One great thing you did was really push the brand and stay behind the scenes. Was that on purpose? If so, why do you keep more of a low profile when most entrepreneurs are pushing self and the brand at the same time?

“This [is] a complex one to answer. I’ve always been like this, like I can have the nicest car that I want everyone to look at, but the windows are all the way tinted out so you don’t know who’s driving it. You just see it pass by you. Shooting me the thumbs up and behind that glass, I’m throwing you the peace sign back, with a smile. You just can’t see me, if that makes sense.”

That makes sense. Who from Dallas do you want to see in El Chuy that hasn’t worn it yet?
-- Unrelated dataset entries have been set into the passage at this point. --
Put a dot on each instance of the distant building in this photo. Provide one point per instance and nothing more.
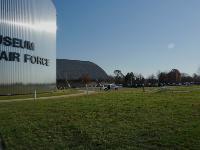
(72, 71)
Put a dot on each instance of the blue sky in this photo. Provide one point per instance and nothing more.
(142, 36)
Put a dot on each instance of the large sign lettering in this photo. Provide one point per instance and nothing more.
(14, 56)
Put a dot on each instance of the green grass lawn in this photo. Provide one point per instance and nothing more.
(49, 94)
(127, 119)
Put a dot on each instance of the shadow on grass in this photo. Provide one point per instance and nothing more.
(81, 138)
(2, 143)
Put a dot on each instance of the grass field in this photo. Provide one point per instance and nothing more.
(167, 118)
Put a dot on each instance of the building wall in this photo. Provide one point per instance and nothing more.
(27, 46)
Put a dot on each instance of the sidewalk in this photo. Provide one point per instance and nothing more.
(51, 97)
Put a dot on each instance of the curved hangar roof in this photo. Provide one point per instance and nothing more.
(75, 69)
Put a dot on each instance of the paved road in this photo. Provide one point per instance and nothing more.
(51, 97)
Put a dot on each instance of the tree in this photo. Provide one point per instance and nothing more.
(151, 80)
(174, 76)
(129, 79)
(119, 77)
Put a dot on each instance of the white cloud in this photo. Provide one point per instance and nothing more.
(171, 45)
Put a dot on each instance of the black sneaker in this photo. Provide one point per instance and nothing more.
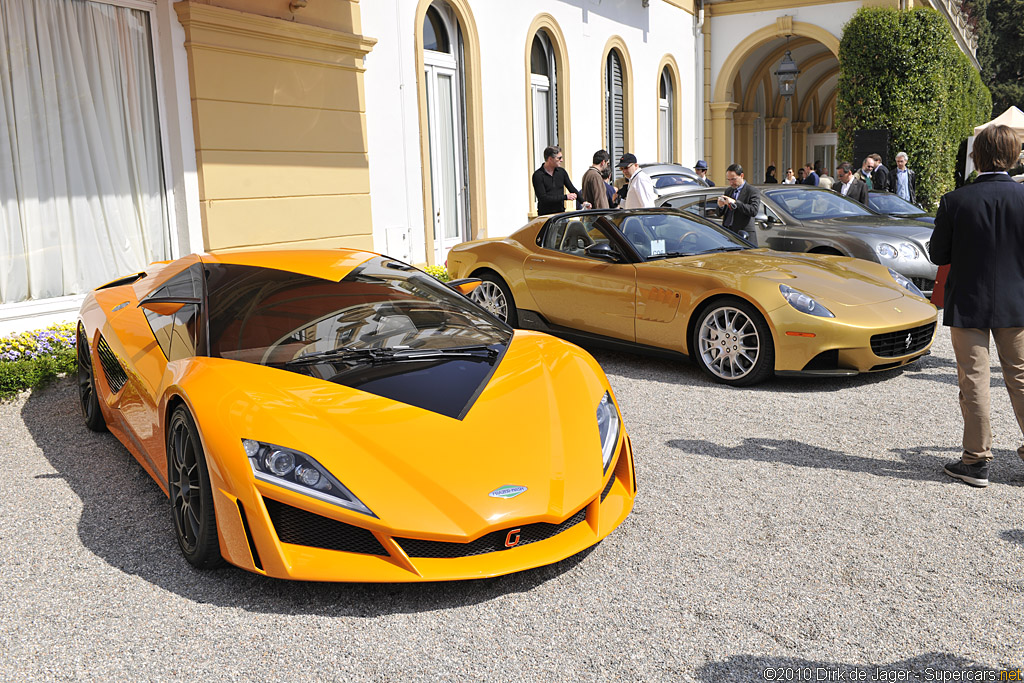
(976, 475)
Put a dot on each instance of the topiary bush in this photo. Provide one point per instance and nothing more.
(902, 71)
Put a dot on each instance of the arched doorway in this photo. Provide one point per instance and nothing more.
(445, 130)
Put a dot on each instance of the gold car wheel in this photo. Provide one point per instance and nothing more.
(489, 296)
(729, 343)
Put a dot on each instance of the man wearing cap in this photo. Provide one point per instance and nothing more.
(701, 168)
(641, 191)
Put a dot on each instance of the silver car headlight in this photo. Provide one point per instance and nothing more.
(887, 250)
(607, 428)
(297, 471)
(906, 250)
(904, 282)
(804, 303)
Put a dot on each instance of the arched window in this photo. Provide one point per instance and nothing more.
(544, 94)
(666, 118)
(614, 95)
(445, 130)
(435, 35)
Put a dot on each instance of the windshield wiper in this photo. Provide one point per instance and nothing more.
(721, 249)
(382, 355)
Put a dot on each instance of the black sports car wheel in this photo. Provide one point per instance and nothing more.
(87, 396)
(494, 295)
(192, 496)
(732, 343)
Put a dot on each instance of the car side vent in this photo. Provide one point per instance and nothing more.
(116, 377)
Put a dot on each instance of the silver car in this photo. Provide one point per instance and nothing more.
(672, 177)
(802, 218)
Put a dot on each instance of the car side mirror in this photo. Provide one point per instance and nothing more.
(162, 307)
(602, 250)
(465, 286)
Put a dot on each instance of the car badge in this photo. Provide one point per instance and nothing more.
(508, 491)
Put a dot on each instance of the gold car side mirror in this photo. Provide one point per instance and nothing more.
(465, 286)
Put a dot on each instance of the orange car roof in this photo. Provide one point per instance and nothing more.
(330, 264)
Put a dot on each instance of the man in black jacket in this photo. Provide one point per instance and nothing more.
(979, 231)
(849, 184)
(903, 181)
(740, 203)
(550, 182)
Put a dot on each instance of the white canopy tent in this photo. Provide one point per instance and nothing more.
(1013, 117)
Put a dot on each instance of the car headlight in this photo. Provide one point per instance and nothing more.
(804, 303)
(906, 250)
(607, 427)
(297, 471)
(905, 283)
(887, 250)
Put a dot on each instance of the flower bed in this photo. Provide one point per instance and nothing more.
(32, 359)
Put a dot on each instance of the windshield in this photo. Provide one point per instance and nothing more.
(660, 235)
(674, 180)
(272, 316)
(806, 204)
(892, 204)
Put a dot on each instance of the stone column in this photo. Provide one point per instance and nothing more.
(773, 144)
(721, 139)
(743, 125)
(799, 137)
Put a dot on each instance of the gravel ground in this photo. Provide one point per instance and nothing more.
(798, 530)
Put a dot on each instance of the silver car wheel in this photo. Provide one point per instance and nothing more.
(728, 342)
(489, 296)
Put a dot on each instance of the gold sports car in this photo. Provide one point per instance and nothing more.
(671, 282)
(336, 415)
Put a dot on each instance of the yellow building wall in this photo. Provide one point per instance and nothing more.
(279, 116)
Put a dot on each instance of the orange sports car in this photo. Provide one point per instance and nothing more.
(336, 415)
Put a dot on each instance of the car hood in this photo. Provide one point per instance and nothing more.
(890, 225)
(534, 425)
(843, 281)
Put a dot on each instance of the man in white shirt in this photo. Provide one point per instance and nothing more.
(641, 193)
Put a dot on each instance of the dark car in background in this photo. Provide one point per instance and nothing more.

“I wanna see everybody who putting on for the city in any way to wear it. When I see somebody from the city in other slides, I feel like they in violation of “penal code 2.14.”

Haha!!! Penal code 2.14. I like that. From a marketing perspective, I remember the ladies wearing El Chuy had the ‘Gram going crazy. Was that intentional or are women just your biggest supporters?

That’s still everyday on my story, I was just at my grandfather’s funeral and somebody came told me in my ear, “I follow you on Instagram, you got all the bad ones on there.” I laughed. Yeah, that was very intentional. I feel like we in an era where clothes is very unisex, but women definitely shop more than men. 

What advice would you give to someone who wanted to start a brand in general? And what advice would you give to someone who wanted to start a brand for their city?

Don’t hold yourself back. Don’t focus on the money so much at first, have fun with it, learn and build. As far as a brand for their city, I would say, know your city, live and breathe that motherfucker, don’t cut it with nothing. If you in Dakota, be Dakota, pure, uncut.